Plus qu’un ensemble d’œuvres, nous souhaitons réunir une somme d’expériences auxquelles seront conviés les habitants de Louvain-la-Neuve et d’autres publics. Ils ne seront pas de simples spectateurs. Les œuvres présentées proposent interaction, relation, possible appropriation, et si certaines d’entre elles sont provocantes ou choquantes, elles sont à l’image de toute rencontre souvent sympathique et parfois antipathique.
Comment, autour d’une œuvre, des liens peuvent se tisser, une communauté, même éphémère, peut-elle émerger ? Voilà une des questions sur laquelle les artistes invités se pencheront.

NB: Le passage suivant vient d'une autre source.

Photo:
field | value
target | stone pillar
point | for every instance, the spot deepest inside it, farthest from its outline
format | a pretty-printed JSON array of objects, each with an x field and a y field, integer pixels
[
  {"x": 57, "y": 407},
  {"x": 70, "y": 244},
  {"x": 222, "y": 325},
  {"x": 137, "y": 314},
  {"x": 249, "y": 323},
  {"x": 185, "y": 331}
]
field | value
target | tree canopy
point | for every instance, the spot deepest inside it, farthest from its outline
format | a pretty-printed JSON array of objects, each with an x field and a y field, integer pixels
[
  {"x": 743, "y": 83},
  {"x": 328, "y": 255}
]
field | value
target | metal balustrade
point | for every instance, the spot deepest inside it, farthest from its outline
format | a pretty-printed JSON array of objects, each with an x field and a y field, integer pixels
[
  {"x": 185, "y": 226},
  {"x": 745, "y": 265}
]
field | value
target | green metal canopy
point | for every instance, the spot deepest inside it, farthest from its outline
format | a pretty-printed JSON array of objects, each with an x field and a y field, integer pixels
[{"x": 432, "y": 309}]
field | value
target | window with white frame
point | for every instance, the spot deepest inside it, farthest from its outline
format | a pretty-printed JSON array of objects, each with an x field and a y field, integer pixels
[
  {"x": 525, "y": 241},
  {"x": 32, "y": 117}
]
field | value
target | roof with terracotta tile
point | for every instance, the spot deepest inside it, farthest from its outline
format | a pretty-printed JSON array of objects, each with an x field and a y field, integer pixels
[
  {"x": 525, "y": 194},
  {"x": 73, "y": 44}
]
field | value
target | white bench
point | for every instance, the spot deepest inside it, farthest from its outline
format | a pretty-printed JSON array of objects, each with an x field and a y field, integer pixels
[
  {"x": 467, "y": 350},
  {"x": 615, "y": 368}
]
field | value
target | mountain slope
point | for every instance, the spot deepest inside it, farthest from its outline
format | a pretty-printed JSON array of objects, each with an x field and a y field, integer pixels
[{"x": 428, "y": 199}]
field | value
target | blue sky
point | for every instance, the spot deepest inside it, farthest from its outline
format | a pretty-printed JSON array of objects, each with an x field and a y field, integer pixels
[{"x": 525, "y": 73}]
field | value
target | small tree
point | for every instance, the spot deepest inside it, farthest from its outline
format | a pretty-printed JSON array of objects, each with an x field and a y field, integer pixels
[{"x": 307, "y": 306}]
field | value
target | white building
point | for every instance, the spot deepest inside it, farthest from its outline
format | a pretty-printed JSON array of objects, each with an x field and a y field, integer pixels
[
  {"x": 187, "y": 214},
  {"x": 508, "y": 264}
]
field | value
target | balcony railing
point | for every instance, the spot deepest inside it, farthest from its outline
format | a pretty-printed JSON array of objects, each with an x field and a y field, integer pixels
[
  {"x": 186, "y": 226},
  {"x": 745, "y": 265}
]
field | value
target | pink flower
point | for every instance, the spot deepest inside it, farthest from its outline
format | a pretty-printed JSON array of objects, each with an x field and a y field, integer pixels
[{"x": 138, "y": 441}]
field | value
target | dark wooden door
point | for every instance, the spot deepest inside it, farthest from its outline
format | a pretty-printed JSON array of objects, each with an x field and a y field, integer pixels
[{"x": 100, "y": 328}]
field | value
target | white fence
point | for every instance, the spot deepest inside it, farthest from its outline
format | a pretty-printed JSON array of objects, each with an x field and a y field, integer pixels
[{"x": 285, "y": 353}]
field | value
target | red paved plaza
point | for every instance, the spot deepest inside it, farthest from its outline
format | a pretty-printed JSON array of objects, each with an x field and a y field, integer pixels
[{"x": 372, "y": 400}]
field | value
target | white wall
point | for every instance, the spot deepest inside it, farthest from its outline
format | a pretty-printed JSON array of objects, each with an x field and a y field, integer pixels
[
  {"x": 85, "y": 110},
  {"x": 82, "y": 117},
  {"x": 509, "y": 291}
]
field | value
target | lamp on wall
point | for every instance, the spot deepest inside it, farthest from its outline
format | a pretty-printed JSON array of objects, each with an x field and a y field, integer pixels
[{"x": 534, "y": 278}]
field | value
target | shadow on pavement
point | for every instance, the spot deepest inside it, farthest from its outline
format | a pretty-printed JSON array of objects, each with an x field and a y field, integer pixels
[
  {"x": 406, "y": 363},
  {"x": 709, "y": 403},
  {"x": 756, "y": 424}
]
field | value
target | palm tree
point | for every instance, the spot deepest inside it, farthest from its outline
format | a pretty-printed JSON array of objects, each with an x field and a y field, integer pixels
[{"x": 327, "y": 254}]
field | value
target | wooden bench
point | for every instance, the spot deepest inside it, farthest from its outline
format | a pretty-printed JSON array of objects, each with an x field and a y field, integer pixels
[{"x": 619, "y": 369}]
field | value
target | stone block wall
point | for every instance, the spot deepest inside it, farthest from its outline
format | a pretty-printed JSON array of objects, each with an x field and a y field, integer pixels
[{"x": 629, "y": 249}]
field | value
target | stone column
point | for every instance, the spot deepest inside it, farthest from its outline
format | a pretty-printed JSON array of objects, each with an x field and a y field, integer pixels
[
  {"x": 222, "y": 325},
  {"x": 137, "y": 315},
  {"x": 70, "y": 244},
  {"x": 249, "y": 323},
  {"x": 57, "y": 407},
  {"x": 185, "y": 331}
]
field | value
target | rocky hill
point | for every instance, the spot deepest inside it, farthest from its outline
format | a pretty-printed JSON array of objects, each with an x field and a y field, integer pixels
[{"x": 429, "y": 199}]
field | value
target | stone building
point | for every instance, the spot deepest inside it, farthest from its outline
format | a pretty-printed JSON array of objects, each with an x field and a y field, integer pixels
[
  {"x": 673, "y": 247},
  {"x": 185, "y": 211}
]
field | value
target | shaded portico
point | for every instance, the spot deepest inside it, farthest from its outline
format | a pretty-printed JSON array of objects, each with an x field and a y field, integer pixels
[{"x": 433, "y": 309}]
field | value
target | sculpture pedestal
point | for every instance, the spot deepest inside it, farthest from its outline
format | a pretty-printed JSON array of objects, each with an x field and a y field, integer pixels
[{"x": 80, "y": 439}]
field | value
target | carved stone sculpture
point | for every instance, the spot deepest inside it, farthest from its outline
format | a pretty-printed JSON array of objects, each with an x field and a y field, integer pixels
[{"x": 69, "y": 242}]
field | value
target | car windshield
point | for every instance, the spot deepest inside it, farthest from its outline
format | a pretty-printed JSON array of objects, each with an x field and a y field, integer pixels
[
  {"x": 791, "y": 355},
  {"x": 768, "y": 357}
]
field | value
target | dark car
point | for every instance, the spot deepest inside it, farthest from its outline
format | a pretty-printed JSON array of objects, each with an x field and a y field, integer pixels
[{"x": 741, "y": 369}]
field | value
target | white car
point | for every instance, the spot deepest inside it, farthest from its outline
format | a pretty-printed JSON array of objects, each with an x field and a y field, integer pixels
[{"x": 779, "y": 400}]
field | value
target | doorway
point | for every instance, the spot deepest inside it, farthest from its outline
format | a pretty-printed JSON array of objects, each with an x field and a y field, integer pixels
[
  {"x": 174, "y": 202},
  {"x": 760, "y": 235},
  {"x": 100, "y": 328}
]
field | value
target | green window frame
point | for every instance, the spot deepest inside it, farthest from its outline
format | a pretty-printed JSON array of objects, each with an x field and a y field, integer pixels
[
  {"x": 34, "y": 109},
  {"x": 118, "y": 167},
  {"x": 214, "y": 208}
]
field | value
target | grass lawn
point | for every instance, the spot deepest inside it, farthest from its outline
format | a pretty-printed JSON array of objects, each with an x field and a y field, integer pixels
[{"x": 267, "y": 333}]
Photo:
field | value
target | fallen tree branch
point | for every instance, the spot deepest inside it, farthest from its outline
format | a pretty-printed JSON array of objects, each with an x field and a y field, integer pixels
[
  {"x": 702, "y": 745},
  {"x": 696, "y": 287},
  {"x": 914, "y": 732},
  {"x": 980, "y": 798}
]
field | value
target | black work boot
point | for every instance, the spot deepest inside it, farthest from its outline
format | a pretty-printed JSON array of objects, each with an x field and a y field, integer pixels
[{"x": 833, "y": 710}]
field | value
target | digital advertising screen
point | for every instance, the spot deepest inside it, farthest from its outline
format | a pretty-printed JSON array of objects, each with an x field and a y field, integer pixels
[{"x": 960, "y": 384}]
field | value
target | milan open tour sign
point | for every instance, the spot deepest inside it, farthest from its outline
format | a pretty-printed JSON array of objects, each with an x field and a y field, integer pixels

Nous ne sommes pas allés au-delà dans la réflexion sur la médiation. Ce travail n’est pas de notre ressort mais de celui du centre culturel et de son directeur, qui ont mobilisé l’UCL et un nombre important d’acteurs locaux dont c’est le métier.
Cela ne veut pas dire que nous nous désintéressons de ce volet « médiation », mais nous estimons ne pas être les mieux placés pour en assurer toutes les ramifications. Par contre, nous avons rencontré et rencontrons encore de nombreux interlocuteurs locaux pour construire avec eux le propos de cette exposition.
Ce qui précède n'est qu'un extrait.